唯一地上戦を強いられた沖縄戦。6月23日の慰霊の日、多くの県民が
平和の礎を訪れ霊を悼んだ。沖縄戦を繰り返させない反戦の運動を

 6月23日は沖縄慰霊の日である。1945年6月23日、陸軍第32軍の牛島司令官が自決したため、日本軍による組織的な戦闘が終わった。この日を沖縄県では慰霊の日として、沖縄戦の犠牲者を悼み、毎年、沖縄戦全戦没者慰霊祭を行っている。
 玉城知事は次のように平和宣言した。
「沖縄戦から、平和の大切さ、命の尊さを学んだ。あの戦争から79年、今も広大な米軍基地、それによる事件・事故、環境問題。そして安保3文書などによる自衛隊の急激な配備拡大など、祖先は一体どのような思いで見ているだろうか。
 沖縄の本土復帰の時、日本政府は、沖縄を平和の島とし、国際的な経済的文化的交流の新たな舞台とすることこそ、多くの霊を慰めることだと、声明を出した。
 米軍基地の整備縮小、普天間基地返還、辺野古新基地断念を求める。戦争につながる一切の行為を否定し、人間の尊厳を重く見る、人間の安全保障、より高次な平和を求める。この島が世界の恒久平和に貢献する国際平和総合拠点となるよう、全身全霊取り組んでいく」と宣言した。
 岸田首相があいさつに立つと、「沖縄を守ってくれ!」「沖縄を戦場にするな!」という声が何度も起こった。
 岸田首相は「沖縄戦の悲惨な歴史を思うと、胸がふさがる思い」だと言い、「戦争の惨禍を二度と繰り返さないと御霊に誓う」と言ったが、一体どんな気持ちで言っているのか、怒りが湧いた。沖縄を含む南西諸島にミサイル基地を造り、自衛隊を配備し、強大な軍事基地化している。アメリカが煽り立てる「台湾有事」に対応するとばかりに軍事費倍増、5年間で43兆円である。能登半島地震の被災地では、いまだに水道も復旧していない地域が多いというのに。言ってることとやってることが、余りにも違う。御霊にこれほどの嘘を平気で誓える人間に、私たちの未来を任せてはおけないと、強く思う。

 沖縄を戦場にするな

 79年前の沖縄戦で住民が辛酸をなめさせられたのは、日本軍によるところが大きい。

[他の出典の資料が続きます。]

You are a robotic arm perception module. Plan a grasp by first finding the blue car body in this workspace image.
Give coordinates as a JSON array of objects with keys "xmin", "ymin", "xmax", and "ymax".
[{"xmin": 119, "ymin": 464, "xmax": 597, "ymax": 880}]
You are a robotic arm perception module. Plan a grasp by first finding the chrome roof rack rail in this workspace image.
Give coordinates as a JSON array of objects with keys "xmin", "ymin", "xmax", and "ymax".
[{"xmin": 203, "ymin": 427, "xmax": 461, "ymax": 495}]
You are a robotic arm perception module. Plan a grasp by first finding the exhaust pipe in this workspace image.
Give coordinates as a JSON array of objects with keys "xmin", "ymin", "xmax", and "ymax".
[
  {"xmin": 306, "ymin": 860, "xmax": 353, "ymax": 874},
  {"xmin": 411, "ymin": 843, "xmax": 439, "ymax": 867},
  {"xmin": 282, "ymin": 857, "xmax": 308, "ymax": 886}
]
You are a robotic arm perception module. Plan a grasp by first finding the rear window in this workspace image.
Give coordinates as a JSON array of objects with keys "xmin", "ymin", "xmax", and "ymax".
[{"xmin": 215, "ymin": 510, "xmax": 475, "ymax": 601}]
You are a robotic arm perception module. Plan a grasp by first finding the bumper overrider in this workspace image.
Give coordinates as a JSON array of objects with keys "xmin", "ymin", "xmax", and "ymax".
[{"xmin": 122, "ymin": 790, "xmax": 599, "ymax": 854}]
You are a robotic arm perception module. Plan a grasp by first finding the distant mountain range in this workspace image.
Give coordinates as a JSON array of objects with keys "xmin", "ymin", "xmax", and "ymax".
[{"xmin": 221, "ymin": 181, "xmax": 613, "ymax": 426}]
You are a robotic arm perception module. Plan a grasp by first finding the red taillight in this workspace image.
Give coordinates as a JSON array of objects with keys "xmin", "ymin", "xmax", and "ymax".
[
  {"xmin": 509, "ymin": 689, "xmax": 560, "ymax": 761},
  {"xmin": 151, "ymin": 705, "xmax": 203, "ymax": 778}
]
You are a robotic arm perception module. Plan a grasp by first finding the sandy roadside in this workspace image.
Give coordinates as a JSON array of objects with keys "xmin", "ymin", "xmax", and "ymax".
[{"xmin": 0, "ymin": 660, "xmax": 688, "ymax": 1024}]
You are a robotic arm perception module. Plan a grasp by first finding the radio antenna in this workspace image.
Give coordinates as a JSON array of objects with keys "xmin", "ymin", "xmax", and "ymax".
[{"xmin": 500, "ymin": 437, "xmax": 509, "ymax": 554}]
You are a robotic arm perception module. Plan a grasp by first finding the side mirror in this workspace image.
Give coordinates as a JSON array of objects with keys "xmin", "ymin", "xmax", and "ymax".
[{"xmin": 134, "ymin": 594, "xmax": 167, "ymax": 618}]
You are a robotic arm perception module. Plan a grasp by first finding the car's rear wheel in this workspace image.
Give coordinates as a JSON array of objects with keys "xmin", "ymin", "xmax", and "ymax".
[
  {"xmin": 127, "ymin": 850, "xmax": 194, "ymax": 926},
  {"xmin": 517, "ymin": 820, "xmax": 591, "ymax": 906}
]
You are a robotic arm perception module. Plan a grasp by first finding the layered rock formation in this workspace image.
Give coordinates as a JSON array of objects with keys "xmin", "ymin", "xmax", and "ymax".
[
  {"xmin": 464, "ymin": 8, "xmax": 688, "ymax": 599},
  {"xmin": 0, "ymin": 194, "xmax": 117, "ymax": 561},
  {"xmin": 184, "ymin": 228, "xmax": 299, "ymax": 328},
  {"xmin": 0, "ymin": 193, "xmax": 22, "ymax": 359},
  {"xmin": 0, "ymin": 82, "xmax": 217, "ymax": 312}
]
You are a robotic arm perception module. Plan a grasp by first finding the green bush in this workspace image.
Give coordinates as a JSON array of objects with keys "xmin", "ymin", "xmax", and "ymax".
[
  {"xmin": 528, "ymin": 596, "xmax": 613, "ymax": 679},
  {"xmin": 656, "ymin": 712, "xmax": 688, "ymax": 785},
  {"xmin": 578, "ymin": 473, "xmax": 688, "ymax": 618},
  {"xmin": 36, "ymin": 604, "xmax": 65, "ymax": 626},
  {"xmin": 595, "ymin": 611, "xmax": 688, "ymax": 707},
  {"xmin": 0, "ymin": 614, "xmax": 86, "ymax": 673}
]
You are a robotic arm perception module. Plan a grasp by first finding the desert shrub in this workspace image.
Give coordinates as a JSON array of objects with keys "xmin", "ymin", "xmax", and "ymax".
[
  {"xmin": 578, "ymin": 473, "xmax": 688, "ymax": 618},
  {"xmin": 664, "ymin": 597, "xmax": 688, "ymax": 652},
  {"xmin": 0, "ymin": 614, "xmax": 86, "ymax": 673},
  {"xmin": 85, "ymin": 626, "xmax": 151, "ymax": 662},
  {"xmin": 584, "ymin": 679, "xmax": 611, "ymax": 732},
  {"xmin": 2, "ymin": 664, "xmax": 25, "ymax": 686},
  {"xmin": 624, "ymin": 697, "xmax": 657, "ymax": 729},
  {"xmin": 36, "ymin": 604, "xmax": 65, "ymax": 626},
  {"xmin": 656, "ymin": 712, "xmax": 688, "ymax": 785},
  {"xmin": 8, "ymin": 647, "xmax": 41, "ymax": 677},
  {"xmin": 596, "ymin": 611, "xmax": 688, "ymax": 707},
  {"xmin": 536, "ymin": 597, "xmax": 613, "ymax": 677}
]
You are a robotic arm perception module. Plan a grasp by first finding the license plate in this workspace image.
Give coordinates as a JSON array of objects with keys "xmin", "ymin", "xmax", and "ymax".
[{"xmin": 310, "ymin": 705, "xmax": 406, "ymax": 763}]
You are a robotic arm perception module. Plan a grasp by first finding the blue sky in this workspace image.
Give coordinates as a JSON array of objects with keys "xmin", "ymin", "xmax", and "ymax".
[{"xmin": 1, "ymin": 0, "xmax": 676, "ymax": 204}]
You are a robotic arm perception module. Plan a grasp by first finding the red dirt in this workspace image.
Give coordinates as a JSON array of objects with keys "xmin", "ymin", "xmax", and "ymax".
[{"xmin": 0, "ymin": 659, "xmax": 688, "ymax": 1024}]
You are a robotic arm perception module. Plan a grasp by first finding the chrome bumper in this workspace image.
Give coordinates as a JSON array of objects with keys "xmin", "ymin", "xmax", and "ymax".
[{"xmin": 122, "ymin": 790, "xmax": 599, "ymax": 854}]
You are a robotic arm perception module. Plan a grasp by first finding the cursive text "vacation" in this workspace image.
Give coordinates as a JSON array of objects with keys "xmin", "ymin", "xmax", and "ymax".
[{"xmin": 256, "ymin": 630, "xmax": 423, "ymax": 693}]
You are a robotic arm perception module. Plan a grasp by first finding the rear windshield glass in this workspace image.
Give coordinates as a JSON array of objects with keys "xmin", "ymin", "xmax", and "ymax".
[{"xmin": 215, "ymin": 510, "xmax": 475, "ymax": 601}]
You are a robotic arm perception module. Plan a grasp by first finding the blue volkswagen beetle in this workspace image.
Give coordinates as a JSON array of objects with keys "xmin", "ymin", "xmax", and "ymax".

集団自決の惨劇も、日本軍がいるところで引き起こされた。
 6月23日が組織的戦闘終結の日と言われているが、実際には、この日以降が最も犠牲者が多かった。牛島司令官は自決したが、「最後まで闘え」と命じる遺書を遺した。このため、最後の闘いだと命を散らさせられた兵士が多かった。「捕虜になるよりは死を選べ」という愚かな教えが、生きられる人をも殺したのだ。ひめゆり学徒などは、6月23日の終結宣言以来、自分で逃げることを強いられた。日本軍が守ることなどなかった。6月23日以後の犠牲者が最も多かったのである。
 沖縄戦の教訓を沖縄県民は知っている。だから新基地建設に反対しているのだ。
 ところが政府は沖縄県に対して、8月1日から辺野古の大浦湾での軟弱地盤の本格工事に着工すると宣言したのである。沖縄県民は辺野古新基地建設に反対し、玉城知事を選んだのである。その沖縄の民意を全く無視して、新基地建設を強行するというのである。これが「戦争の惨禍を二度と繰り返さないと御霊に誓う」政府のやることか。マヨネーズ状の軟弱地盤に7万本もの砂杭を打ち込むという。軟弱地盤に基地を建設すること自体、土台無理なことであり、ゼネコンの儲けのためなのは明白だ。
 慰霊の日に沖縄県民をだまそうとするのではなく、平和の島にすると言ったら、その実現に向かうべきである。